Automatic Digest Generation for Mobile Phone Online Reviews

School of Science and Technology 科技學院
Computing Programmes 電腦學系

Automatic Digest Generation for Mobile Phone Online Reviews

YEUNG Wing Hong


Programme	Bachelor of Science with Honours in Computing
Supervisor	Dr. Andrew Lui
Areas	Text Mining for Intelligent Applications
Year of Completion	2011

Objectives

The aim of the project is to design a system that using opinion mining technique to help buyers reorganize the chaotic information into neat information. Our system is focused on phone reviews and the main objective of the project is to generate a phone summary from available online phone review site. As our framework mentioned, the feature and its corresponding opinion are the most important information people interested in.
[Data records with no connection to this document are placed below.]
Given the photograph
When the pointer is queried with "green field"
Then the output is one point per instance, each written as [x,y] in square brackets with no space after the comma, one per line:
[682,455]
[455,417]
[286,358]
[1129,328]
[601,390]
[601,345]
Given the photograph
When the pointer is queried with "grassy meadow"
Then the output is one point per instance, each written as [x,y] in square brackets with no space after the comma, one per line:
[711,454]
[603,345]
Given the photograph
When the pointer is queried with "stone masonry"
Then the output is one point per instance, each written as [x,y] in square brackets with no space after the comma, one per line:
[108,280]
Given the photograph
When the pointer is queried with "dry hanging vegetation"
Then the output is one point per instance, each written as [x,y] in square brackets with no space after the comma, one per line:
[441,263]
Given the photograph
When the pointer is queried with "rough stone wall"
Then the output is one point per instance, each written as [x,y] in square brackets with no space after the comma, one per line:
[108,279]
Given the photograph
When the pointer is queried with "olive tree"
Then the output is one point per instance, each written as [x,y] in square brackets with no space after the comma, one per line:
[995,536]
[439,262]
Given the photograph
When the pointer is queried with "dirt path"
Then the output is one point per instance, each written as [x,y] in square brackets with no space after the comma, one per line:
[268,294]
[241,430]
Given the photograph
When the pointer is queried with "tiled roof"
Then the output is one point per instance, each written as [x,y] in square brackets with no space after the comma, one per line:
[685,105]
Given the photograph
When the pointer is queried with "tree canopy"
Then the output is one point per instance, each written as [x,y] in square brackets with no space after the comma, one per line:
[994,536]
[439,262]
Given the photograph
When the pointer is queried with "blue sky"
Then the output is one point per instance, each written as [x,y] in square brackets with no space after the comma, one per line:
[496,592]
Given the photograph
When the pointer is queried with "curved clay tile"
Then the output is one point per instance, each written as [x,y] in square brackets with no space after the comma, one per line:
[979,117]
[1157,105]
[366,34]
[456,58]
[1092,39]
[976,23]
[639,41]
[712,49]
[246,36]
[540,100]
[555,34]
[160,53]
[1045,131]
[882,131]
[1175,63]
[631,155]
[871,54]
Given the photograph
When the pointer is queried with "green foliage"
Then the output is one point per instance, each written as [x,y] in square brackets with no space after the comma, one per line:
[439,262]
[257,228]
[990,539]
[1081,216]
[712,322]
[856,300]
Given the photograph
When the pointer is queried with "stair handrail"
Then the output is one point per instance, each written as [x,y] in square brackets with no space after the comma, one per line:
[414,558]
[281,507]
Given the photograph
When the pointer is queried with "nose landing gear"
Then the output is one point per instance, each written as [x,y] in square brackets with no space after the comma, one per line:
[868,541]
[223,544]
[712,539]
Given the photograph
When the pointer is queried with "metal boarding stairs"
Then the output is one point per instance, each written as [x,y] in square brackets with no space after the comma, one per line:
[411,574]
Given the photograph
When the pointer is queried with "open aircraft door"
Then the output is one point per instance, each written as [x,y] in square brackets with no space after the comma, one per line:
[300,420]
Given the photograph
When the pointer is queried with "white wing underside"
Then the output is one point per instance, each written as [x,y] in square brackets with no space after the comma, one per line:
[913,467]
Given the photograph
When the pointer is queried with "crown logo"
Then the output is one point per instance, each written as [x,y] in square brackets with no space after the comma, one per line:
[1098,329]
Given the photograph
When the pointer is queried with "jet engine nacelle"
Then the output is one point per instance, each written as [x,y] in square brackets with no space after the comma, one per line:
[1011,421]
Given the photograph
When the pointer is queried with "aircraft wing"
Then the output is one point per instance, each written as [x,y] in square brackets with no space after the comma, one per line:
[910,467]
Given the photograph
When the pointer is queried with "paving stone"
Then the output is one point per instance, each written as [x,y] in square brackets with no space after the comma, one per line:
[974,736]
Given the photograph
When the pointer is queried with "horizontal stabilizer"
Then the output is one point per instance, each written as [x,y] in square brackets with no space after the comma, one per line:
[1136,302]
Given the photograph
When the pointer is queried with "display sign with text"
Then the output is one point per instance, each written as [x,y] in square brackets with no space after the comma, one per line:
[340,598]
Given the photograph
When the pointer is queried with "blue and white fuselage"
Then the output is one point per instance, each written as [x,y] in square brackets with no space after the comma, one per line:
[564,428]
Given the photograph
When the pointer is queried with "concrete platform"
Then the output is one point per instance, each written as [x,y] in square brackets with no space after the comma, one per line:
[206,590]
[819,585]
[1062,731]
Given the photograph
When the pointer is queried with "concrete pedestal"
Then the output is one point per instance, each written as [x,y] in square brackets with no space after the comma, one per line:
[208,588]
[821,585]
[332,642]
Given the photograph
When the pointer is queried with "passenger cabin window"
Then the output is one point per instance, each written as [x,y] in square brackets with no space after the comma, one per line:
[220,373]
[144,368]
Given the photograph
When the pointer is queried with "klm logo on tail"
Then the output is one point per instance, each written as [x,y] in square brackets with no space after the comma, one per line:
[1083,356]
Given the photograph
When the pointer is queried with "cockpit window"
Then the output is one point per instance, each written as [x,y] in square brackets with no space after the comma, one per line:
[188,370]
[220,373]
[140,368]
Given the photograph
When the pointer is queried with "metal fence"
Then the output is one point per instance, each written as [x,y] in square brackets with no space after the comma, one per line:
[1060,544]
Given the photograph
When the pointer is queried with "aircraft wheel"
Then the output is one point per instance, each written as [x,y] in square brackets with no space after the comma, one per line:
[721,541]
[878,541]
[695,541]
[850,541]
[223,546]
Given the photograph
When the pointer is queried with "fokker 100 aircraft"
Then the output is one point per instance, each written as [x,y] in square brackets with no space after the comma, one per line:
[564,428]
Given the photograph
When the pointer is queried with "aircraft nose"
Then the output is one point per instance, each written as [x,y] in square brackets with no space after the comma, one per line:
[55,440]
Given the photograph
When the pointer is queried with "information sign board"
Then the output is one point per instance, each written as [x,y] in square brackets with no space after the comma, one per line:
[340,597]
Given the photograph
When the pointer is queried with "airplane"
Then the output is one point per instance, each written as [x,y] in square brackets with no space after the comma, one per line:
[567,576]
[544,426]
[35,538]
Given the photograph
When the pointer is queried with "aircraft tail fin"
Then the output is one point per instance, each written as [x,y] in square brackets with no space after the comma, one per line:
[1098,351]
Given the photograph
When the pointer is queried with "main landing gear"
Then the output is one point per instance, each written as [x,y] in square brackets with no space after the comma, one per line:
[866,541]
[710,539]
Hence, the summary will categorize the positive and negative opinions into different feature. Reorganizing the chaotic information, the system allows reader interested exclusively in positive or negative opinions of specific feature to save opinion searching time and clear reader mind on conflicting opinion.

Background and Methodology

With the rapid growth of web, people feel more comfortable with the internet and increasing writing online review. Online reviews become one of the most valuable and easily reached resources for buyer making their buying decision. When a consumer desires to purchase a phone, the consumers will probably go to one of the online review sites, like cNet and amazon, and read the reviews to help their buying decision. To avoid bias, people will prefer read as many review as possible. However, when digesting lots of review, consumer may encounter the problem of information overloading because the information is distributed among the reviews, and the different perspective of the reviewer will induce information misunderstanding problem. The consumer may confuse with the above mentioned chaotic information.

Our system is focus on the opinion mining technique to generate the summary from the reviews. Opinion mining technique is a main research direction in text sentiment analysis (Zhang 2008). This technique refers of deriving opinion information, such as sentiment information, from the sentence. Beside of the opinion mining, our work is related to synonyms grouping, and sentiment classification.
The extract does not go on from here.